The Government have the power to institute criminal proceedings against directors for this—I can assure the House that those P&O staff being sacked last Thursday felt like criminals when they were confronted with security guards carrying handcuffs—but it is those responsible for the decisions who are the true lawbreakers. Exactly how many people in the past have been prosecuted and hit with those unlimited fines? If anyone has been successfully prosecuted and fined for breaching these rules, the Government have kept remarkably quiet about it. Let us hope that this time the threats made to P&O are not empty and the Government follow this right through to the end and actually make some noise about it. If that does not happen, they must understand that they continue to send the message to these bad employers that they can carry on with impunity and that this Government are more interested in protecting their own Back Benchers’ second jobs than everyone else’s first.
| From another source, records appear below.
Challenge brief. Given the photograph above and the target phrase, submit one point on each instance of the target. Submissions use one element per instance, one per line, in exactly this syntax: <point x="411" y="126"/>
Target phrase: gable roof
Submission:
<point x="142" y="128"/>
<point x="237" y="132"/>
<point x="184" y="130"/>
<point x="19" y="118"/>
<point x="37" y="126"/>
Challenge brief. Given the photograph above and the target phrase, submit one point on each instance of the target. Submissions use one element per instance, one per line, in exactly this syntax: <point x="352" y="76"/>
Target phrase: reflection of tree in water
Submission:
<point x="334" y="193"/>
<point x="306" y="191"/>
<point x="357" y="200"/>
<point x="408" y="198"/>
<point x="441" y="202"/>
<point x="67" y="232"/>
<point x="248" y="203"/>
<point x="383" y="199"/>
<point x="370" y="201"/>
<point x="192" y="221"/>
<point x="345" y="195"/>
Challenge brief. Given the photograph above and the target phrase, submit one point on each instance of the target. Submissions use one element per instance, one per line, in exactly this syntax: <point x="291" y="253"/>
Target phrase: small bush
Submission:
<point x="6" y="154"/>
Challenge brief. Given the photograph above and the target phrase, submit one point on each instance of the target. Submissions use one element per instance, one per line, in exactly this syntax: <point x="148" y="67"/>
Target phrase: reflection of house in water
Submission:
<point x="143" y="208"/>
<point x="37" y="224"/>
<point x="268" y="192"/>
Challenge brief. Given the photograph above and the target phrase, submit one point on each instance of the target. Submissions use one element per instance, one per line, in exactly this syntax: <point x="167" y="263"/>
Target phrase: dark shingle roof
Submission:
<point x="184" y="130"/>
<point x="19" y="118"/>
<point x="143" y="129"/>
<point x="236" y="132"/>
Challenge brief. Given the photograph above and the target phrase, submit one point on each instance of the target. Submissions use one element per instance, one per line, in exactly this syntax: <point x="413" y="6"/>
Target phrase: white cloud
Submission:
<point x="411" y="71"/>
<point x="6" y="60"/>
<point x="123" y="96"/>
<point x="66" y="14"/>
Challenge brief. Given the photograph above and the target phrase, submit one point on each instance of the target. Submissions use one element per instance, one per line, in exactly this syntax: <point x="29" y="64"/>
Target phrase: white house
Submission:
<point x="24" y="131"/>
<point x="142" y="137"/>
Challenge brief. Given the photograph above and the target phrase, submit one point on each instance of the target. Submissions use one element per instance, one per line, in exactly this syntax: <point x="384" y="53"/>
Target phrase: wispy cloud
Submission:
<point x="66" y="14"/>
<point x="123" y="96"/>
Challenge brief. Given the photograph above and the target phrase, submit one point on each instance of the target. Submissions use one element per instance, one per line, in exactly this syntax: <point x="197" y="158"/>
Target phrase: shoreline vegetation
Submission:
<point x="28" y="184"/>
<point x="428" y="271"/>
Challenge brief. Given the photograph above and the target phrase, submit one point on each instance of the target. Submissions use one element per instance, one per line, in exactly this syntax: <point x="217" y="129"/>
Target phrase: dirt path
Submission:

On the review of DP World contracts, when will the Minister be able to update the House on the outcome of that? Why are the Government still just considering removing P&O from Government advisory boards? Why have they not done it already? What more evidence do they need that P&O is totally unfit to be part of these bodies? Labour stands firmly with the P&O workers and the work being done by the RMT and north-west unions to stand up for them. Today we are asking all Members to join us in standing up with them and for the rights of all workers, who deserve security and respect in return for an honest day’s work.

This is an opportunity for us to really say what kind of country we want. Insecurity is baked into so many workplaces that it is little wonder that so many people feel a sense of helplessness and inevitability about what has happened in this case. But it does not have to be this way. Job security does not have to be out of reach to millions; it should be the basic cornerstone of any civilised society, and one building block of that has to be an end to fire and rehire.

The destructive combination of weak employment laws, opportunistic employers and an indifferent Government is leading to a race to a bottom, and it is time that race was stopped. It is in all our interests that we have strong workforce protections. A secure workforce is a productive workforce. It is good for employers and good for the economy. It creates a level playing field. Do we really think it is a healthy sign for our economy that the only way businesses think they can get ahead is for their staff to be paid £1.80 an hour and to live in a tent? Is that what we really want as a future for our country? Are we not here to try to improve the lives of the people we represent? Do we not think that security, fair pay and decency in the workplace are central to that?

For too long the pendulum has swung too far away from protection at work and too far into the hands of those who wish to exploit British workers. Changing that is a fundamental part of why Labour Members are here. We should not be bystanders but defenders of working people and workplace rights. If we let this go now, who will be next? Without job security, people have no security. We cannot—we must not—continue to allow the worst excesses of capitalism to stick two fingers up at the workers in this country. It is time that these disgusting practices met their end.

It is time that this place sent out a message—a message that was backed up by the full force of the law. We are not going to be the soft touch of Europe, we are not going to be the easiest of easy pickings for the billionaires who want to boost their profits still further, and we are not going to be a country where loyalty is rewarded with the sack and the race to the bottom is all that matters; we are going to be a country where employment protections have strength and meaning, where security, prosperity and respect run through every workplace like a golden thread, and where those who seek to undermine those values and rules are sent packing. I commend this motion to the House.